First-Time Audio Setup: GPU / Accelerated Systems

Use this guide if you are setting up speech features on:

NVIDIA GPU systems
Apple Silicon systems

This guide supports:

make-driven local setup
manual/local Python setup
Docker + WebUI setup

Important: the stock Docker quickstart is not a turnkey GPU-enabled audio profile. If you want the fastest first successful accelerated setup, local Python or make is the better path today.
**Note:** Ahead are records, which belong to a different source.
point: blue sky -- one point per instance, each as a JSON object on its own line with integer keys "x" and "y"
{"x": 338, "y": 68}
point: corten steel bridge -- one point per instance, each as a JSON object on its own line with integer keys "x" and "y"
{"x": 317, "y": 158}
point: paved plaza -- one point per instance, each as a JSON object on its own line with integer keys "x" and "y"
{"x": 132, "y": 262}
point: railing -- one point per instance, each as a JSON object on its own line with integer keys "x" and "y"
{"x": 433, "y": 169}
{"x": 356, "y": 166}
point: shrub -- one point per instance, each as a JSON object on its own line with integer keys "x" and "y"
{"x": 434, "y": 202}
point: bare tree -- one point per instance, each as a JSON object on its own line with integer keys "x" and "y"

What We Recommend on Accelerated Hardware

Hardware	Recommended STT	Fallback STT	Recommended TTS	Why
NVIDIA	faster-whisper	`parakeet-tdt-0.6b-v3-onnx`	`supertonic`	best first-run accelerated STT path in current repo, with a simpler local TTS path
Apple Silicon	`parakeet-mlx`	`parakeet-tdt-0.6b-v3-onnx`	`supertonic`	makes MLX the primary speech acceleration path while keeping TTS local-first

Alternatives:

If you need local voice cloning on day one: pocket_tts
If you want a better but more demanding TTS stack after the basics work: qwen3_tts

Important current-repo realities:

The shipped config.txt defaults use parakeet-tdt-0.6b-v3-onnx for STT (the CPU-friendly default). The shorter parakeet-onnx alias remains supported for older configs. This guide shows you how to change those defaults to GPU-optimized engines.
The /setup bundle docs may recommend a different first-run STT path for some hardware classes.
Stock Docker CPU/default audio works with bundled dependencies, but the stock Docker profile is not a ready-made GPU-accelerated audio path. Host-side config or model edits require a rebuild, Dockerfiles/docker-compose.host-storage.yml, or a custom image path.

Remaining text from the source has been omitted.